2018年03月20日07:00
『カリオストロの城』前史<2> 監督 宮崎駿の転換期
http://blog.livedoor.jp/okada_toshio/archives/51546046.html

 『ルパン三世』のテコ入れを終えた後、宮崎駿は、72年73年に『パンダコパンダ』の劇場版の製作に参加し、
その後にズイヨーに移籍します。そして、『アルプスの少女ハイジ』の準備をし、
それが放映される、という流れになるわけです。

 さて、『アルプスの少女ハイジ』と『母をたずねて三千里』をやったところで、
宮崎駿は、自分のアニメーターとしての生き方に疑問を覚えるんですね。

 というのも、『太陽の王子ホルス』の頃からずっと、宮崎駿というのは
「イメージボードを描いて提出すると高畑勲が採用してくれる」というやり方をしていたんです。

 どんな仕事をする時も、自分が「これは面白い!」と思ったシーンを、
圧倒的な画力とイメージ力で、まず絵にしてしまう。

それを上の人間に見せると、監督も、それを採用せざるをえない。
すると、そのシーンを入れるためにストーリーが全部変わってきて、作品が自分のものになっていく。
 宮崎駿はこういうことをずっとやっていたんです。

 ところが、『アルプスの少女ハイジ』と『母をたずねて三千里』では、
初めてそれが出来なかったんですね。高畑勲にいいように扱われてしまったんですよ。

 それまでは、高畑さんが「こういう作品を作ろう」と決めたことでも、
宮崎さんがそれよりも良いイメージボードを描いてきたら、
「それカッコいいじゃんか! 出そうよ!」ということで、どんどん変えてもらえた。

 ところが、『ハイジ』と『三千里』というのは、原作という大本になるストーリーがあったんです。
そして、高畑勲というのは、本当に原作を大事にする人なんですよ。そこを曲げなかったんですね。

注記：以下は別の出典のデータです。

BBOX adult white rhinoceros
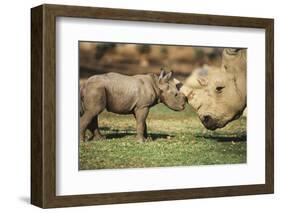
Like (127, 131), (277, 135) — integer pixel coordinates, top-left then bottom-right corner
(176, 48), (247, 130)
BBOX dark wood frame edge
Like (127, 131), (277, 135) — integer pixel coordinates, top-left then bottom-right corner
(31, 5), (274, 208)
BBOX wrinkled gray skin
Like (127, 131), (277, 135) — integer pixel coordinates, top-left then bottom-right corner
(80, 70), (186, 141)
(176, 48), (247, 130)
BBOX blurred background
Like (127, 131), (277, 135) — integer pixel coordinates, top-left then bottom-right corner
(79, 41), (223, 81)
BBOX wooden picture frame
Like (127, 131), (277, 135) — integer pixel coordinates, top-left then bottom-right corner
(31, 5), (274, 208)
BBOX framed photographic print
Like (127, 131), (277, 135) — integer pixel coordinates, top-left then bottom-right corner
(31, 5), (274, 208)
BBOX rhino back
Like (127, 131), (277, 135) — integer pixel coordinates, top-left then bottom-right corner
(94, 73), (156, 114)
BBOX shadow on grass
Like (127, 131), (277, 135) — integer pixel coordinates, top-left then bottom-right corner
(100, 127), (170, 140)
(104, 132), (168, 141)
(195, 132), (247, 143)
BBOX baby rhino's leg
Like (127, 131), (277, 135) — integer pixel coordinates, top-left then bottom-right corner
(88, 115), (105, 140)
(135, 108), (149, 142)
(80, 86), (106, 141)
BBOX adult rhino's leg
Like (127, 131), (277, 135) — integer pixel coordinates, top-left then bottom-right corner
(88, 115), (105, 140)
(80, 87), (106, 141)
(134, 108), (149, 142)
(80, 111), (93, 141)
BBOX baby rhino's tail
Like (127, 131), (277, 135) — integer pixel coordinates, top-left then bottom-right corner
(80, 83), (85, 117)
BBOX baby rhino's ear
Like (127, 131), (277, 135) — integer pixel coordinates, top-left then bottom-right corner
(162, 71), (173, 83)
(159, 68), (165, 81)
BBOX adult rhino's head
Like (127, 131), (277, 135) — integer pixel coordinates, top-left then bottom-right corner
(158, 69), (186, 111)
(176, 48), (247, 130)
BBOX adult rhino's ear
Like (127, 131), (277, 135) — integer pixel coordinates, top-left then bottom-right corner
(222, 48), (247, 73)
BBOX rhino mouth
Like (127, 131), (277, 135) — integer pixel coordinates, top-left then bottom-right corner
(200, 115), (221, 130)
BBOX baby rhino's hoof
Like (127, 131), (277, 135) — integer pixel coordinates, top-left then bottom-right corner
(93, 135), (105, 140)
(137, 137), (146, 143)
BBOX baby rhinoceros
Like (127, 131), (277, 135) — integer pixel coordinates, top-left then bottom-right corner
(80, 70), (186, 141)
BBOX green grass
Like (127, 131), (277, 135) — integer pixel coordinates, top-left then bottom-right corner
(80, 104), (246, 170)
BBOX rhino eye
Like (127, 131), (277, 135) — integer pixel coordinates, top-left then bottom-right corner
(216, 86), (224, 93)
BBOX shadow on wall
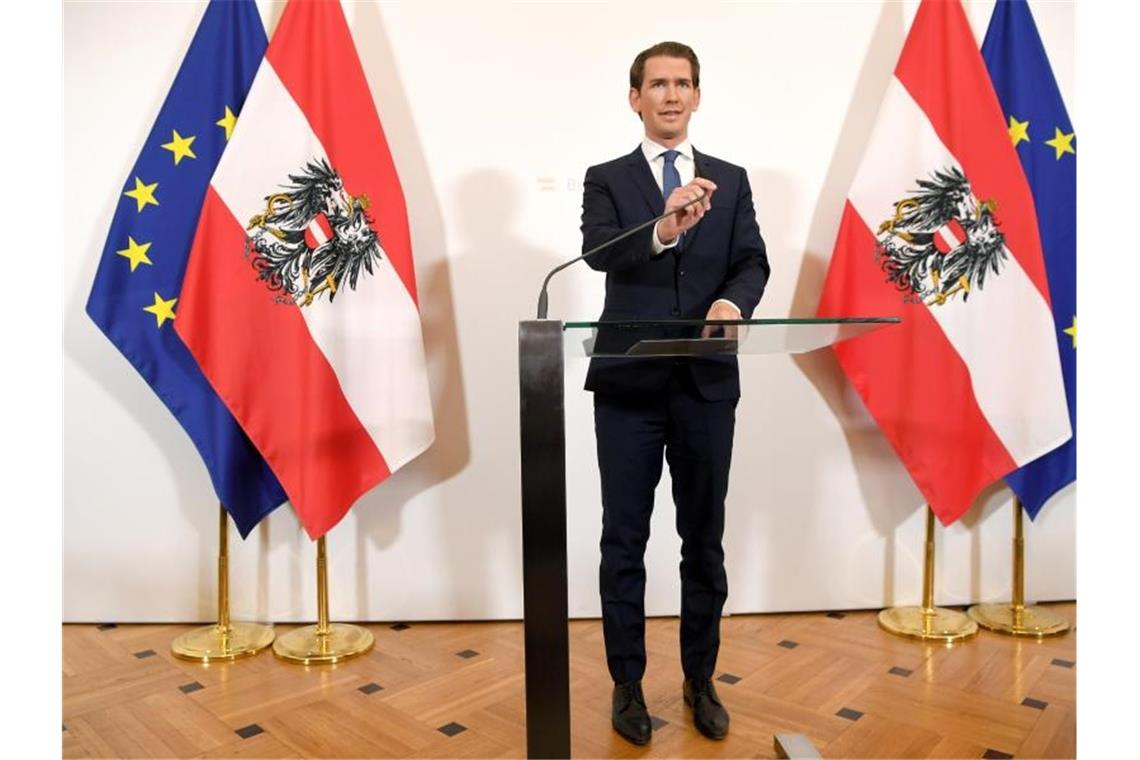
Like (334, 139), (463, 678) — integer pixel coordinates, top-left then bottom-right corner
(790, 2), (923, 605)
(342, 3), (471, 620)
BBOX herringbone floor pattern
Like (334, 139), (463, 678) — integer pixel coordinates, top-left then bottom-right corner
(63, 604), (1076, 758)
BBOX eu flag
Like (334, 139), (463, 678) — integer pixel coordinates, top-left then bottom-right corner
(982, 0), (1076, 517)
(87, 0), (286, 537)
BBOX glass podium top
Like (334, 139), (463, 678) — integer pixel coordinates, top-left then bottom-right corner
(562, 317), (901, 359)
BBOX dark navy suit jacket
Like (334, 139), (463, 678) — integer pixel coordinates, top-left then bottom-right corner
(581, 146), (771, 401)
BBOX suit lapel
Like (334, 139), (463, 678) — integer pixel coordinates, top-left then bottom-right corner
(626, 145), (665, 216)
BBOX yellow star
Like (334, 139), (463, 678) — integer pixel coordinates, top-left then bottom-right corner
(1009, 114), (1029, 148)
(115, 235), (153, 271)
(1045, 126), (1076, 161)
(214, 106), (237, 140)
(1061, 314), (1076, 349)
(123, 177), (158, 213)
(143, 293), (178, 327)
(162, 129), (197, 166)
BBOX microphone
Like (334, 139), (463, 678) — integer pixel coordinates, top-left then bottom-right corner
(537, 193), (707, 319)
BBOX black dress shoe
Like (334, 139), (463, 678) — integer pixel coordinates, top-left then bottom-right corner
(612, 680), (653, 746)
(684, 678), (728, 739)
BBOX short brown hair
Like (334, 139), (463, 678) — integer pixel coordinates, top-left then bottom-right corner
(629, 42), (701, 90)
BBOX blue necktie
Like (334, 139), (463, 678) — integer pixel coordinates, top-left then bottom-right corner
(661, 150), (681, 201)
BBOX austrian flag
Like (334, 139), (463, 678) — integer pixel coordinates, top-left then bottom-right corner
(176, 0), (434, 538)
(819, 0), (1072, 524)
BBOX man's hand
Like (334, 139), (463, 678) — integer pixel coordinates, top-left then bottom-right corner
(657, 177), (716, 245)
(701, 301), (744, 338)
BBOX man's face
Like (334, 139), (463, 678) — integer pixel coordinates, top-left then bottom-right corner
(629, 56), (701, 147)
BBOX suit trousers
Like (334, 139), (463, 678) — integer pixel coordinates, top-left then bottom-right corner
(594, 360), (738, 683)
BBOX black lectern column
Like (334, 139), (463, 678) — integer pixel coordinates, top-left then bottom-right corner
(519, 319), (570, 758)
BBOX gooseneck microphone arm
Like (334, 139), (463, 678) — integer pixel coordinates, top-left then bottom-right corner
(537, 193), (706, 319)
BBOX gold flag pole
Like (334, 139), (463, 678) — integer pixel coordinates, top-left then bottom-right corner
(969, 497), (1069, 638)
(274, 536), (374, 665)
(170, 504), (274, 662)
(879, 506), (978, 644)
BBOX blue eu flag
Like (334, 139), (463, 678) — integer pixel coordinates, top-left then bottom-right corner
(982, 0), (1076, 517)
(87, 0), (286, 537)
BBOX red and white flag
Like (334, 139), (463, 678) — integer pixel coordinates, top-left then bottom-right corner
(176, 0), (434, 538)
(819, 0), (1072, 524)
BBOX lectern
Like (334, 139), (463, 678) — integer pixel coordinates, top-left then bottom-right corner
(519, 317), (899, 758)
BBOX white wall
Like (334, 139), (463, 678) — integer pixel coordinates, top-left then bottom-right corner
(64, 1), (1080, 621)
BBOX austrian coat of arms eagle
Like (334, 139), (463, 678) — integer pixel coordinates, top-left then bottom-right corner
(876, 166), (1007, 307)
(245, 158), (383, 307)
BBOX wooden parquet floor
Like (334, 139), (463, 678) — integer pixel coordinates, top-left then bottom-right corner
(63, 604), (1076, 758)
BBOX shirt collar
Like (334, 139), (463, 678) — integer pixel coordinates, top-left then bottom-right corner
(642, 137), (693, 162)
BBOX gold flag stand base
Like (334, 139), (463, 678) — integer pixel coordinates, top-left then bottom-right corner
(879, 506), (978, 644)
(274, 536), (375, 665)
(170, 623), (274, 663)
(879, 607), (978, 644)
(969, 604), (1069, 638)
(170, 505), (274, 663)
(969, 497), (1069, 638)
(274, 623), (374, 665)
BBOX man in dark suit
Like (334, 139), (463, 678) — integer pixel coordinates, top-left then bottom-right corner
(581, 42), (770, 744)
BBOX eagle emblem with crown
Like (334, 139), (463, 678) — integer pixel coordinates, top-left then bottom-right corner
(876, 166), (1007, 307)
(245, 158), (384, 307)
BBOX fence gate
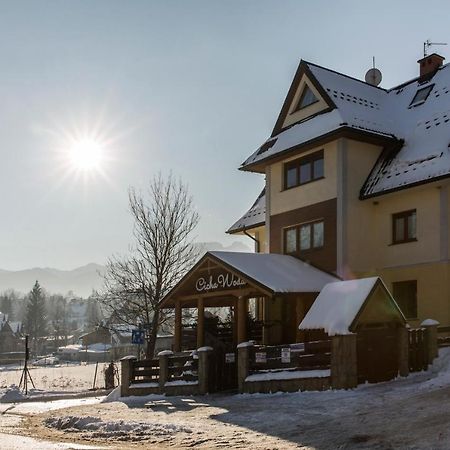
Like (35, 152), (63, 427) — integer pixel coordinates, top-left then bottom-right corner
(356, 327), (398, 383)
(210, 348), (238, 392)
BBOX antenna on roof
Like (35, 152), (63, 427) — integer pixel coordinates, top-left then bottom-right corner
(364, 56), (383, 86)
(423, 39), (447, 58)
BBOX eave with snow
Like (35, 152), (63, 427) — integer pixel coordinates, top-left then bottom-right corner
(161, 252), (337, 351)
(299, 277), (406, 336)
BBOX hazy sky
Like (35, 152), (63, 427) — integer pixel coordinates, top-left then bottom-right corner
(0, 0), (450, 270)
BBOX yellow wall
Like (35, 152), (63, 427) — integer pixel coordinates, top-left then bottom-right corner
(347, 183), (440, 271)
(268, 142), (337, 216)
(283, 77), (328, 128)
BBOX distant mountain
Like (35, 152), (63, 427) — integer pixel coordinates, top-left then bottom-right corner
(0, 263), (105, 297)
(0, 241), (252, 298)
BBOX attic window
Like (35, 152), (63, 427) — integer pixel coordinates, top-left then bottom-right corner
(409, 84), (434, 108)
(294, 85), (319, 112)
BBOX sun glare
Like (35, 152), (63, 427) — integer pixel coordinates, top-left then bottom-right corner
(69, 138), (103, 171)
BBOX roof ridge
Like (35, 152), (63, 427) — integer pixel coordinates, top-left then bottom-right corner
(302, 60), (389, 93)
(387, 62), (450, 93)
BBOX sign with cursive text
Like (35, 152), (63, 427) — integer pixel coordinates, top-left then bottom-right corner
(195, 273), (247, 292)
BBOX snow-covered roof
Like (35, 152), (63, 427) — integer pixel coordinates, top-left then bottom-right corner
(227, 188), (266, 234)
(242, 61), (450, 197)
(207, 252), (337, 293)
(299, 277), (381, 336)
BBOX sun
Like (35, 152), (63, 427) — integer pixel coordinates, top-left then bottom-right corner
(69, 138), (103, 172)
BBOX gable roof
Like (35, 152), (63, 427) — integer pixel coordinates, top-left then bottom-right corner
(299, 277), (406, 336)
(241, 57), (450, 198)
(227, 188), (266, 234)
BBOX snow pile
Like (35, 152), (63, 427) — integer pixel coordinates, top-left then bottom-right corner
(419, 347), (450, 390)
(102, 386), (120, 403)
(44, 416), (192, 441)
(299, 277), (379, 336)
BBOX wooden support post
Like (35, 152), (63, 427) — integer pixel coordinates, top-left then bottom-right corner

 結果、この2つの作品を作るにあたって、宮崎駿はものすごく働いたんだけど、
それはあくまでも高畑勲のイメージを膨らますための道具として使われることになりました。

もちろん、本来の関係性で言えば、これは本望なことのはずなんだけども。
これまでのわがままを言えた立場からは変わってしまったんです。